No caso das Loterias Estaduais vencerem esse processo, já se trabalha em um modelo de exploração das loterias pelos estados? Eles pretendem seguir um padrão para todas as loterias ou cada estado vai administrar e explorar a loteria de forma individual?
Ultimamente os estados estão trabalhando de uma forma muito harmonizada; um exemplo é o CONPEG e sua Câmara Técnica e o colégio dos governadores. Claro que, se nós lograrmos êxito na decisão do supremo, isso vai provocar um mudança estrutural em todas as loterias estaduais, inclusive nos estados que já exploram. O que nós queremos é criar uma metodologia de trabalho em conjunto, uma troca de informações, inclusive para diminuir custos tecnológicos da exploração dessas loterias, certamente é um aspecto que vai ser discutido de forma conjunta pelos estados.
Eu, como procurador e presidente da Câmara Técnica, não tenho como responder isso, porque já é uma esfera política. Mas, a experiência que eu tenho na atuação dos estados em conjunto, isso vai ser discutido entre os estados com certeza. Pelo menos uma troca de experiências e informações haverá, no sentido de harmonizar a exploração dessas loterias.

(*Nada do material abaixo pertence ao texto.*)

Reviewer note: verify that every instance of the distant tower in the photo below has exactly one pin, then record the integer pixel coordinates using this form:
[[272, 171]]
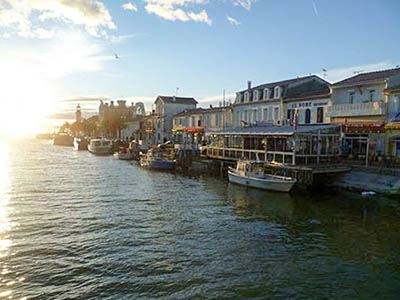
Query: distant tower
[[78, 114]]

Qual a posição do CONPEG quanto ao processo de desestatização da LOTEX, considerando a promessa de exclusividade na exploração do produto prometida pelo Governo ao vencedor?
Na questão da LOTEX, nós da Câmara Técnica ainda estamos numa fase de analise desse assunto. Nossos ingressos nos processos são precedidos de estudos que são encaminhados a cada procurador geral, que também consulta os governadores. Então, estamos em uma fase preliminar com relação a esse caso, ainda não temos uma posição. Há uma possibilidade de eventualmente nós entrarmos porque é uma questão conexa com essa que nós estamos na ADPS, mas, ainda não há nenhuma deliberação nesse sentido, estamos em estudos preliminares e o tema está no radar do CONPEG e da Câmara Técnica.

Com relação ao processo de legalização dos jogos no Brasil, qual a sua opinião sobre o atual momento da atividade após a rejeição do PL 186/2014 no Senado? Acredita que a regulamentação pode vir em breve por meio do PL 442/91 na Câmara dos Deputados?
Sobre isso, eu não vou falar pela Câmara Técnica, farei uma observação mais pessoal do assunto. Particularmente, eu vejo uma questão mais de índole moral,de fundo, do que uma questão técnica. Há muitos posicionamentos baseados em concepção de moralidade e que não sei se isso também não impede. As pessoas, às vezes saem do Brasil, vão ao Uruguai, Paraguai, para jogar; então, eu não sei se a gente estaria perdendo alguma receita com isso. Eu não sou um estudioso dessa área, mas, me parece que há uma necessidade de uma observação mais técnica e mais fria do tema. Acho que é uma questão mais moral que jurídica, de concepção de sociedade e o congresso nacional é o espaço onde essas discussões vão ocorrendo.

Eu, pessoalmente, não sou contrário; depende do que e como vai ser regulamentado. Precisaria, realmente,de um estudo mais técnico-econômica e as vezes as questões elas assumem uma postura mais de concepção moral sobre o jogo do que uma postura mais técnica. Juridicamente, não vejo, tem própria previsão da exploração dessas loterias pelos estados na constituição e não vejo nenhuma vedação no texto constitucional com relação a isso. Mas, depende realmente de muito estudo e de uma discussão mais aberta a sociedade brasileira sobre a viabilidade da regulamentação dos jogos.